Close-ups

Inès Giunta
General and Social Pedagogy

Let’s talk about you: what is your background, what do you teach, and what are your research interests?
My name is Inès Giunta and I come from a land - Sicily - which is impossible to describe simply as a place of origin: Sicily gets under your skin with all its marvellous contradictions, and when you finally realise that you have chosen it, not by birth right but by sense of belonging, you realise that it possesses you. You are, inevitably, island and continent, lava and sea, horizon and border. I think this is how I got interested in complexity. First analysed during a short but intense experience as a journalist on the front line in the fight against Mafia, as an interpretation of a reality that could produce poetic ways of living dramatically interrupted by bloody and criminal events. Then, once I understood that education is the antidote to any deviation (human, even more than political and social), I investigated it as a constitutive aspect of Pedagogy as a science and as a distinctive feature of its object.

Tell us about your academic path.
Seen from an academic perspective, mine is a story in reverse. Or perhaps it is just a story that has followed its own logic. Once I graduated, I was offered a job as an assistant at the University of Palermo, but in the meantime my husband had been transferred to Catania and I willingly gave it up to give priority to my family. I returned to work when I thought the time was ripe to focus on what I felt was pressing: hence the PhD in Fundamentals and Methods of Educational Processes, the long cooperation with the chair of Pedagogy, the teaching contracts and the publications. Then a severe health problem and a new year-long break, just as the (long-awaited) selection for a researcher in my field was coming out.
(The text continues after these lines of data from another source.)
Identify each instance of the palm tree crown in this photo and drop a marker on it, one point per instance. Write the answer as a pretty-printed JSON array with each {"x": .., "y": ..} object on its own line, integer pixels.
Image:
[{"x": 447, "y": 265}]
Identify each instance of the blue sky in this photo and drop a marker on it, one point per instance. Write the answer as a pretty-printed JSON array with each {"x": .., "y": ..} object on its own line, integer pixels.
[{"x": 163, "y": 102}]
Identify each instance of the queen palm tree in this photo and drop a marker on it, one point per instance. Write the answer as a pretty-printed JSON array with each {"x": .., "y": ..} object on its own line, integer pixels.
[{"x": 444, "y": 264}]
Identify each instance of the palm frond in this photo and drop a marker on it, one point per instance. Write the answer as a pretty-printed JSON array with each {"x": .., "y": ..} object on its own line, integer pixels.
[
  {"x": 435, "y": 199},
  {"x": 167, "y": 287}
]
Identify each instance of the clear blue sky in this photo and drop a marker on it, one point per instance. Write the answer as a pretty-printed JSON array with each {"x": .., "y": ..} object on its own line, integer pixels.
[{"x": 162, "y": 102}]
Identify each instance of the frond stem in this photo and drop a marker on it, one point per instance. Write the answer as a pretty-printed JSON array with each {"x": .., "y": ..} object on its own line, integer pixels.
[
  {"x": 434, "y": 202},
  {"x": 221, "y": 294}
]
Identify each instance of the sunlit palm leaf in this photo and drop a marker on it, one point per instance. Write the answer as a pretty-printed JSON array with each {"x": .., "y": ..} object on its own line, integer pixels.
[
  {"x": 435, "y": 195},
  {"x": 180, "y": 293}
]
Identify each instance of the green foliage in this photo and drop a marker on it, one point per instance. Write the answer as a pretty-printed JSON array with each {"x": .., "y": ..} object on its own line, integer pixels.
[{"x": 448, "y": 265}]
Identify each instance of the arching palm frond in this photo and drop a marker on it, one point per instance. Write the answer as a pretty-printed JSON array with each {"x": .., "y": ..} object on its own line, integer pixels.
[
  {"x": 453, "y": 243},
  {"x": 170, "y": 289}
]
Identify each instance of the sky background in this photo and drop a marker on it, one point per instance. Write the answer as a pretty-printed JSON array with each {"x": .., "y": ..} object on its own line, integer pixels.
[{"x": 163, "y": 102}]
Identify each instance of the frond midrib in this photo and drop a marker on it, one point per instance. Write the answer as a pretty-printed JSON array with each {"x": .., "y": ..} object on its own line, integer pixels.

It's hard to get back in. And equally difficult to give up. And just when I was about to give up, I entered the competition as a fixed-term researcher at Ca' Foscari, a prestigious institution and an important reference during my student years, to which I am bound by a deep feeling of respect and gratitude. An act of courage. An act of love.

What are your professional references?
My references have definitely been Umberto Margiotta and Massimiliano Costa, who gave us an idea of education that goes beyond the emphasis on learning and imposes itself, instead, as an intersubjective practice of co-generation of value that concerns the being and becoming of the human being in a deeper and more radical way than any other field of action we experience. An idea in which I see the beginning of a (necessary) human blooming.

What are you most passionate about in your research?
The idea (and perhaps the hope) that a way of thinking capable of connecting and expressing solidarity with knowledge can be extended into an ethic of interconnection and solidarity among humans.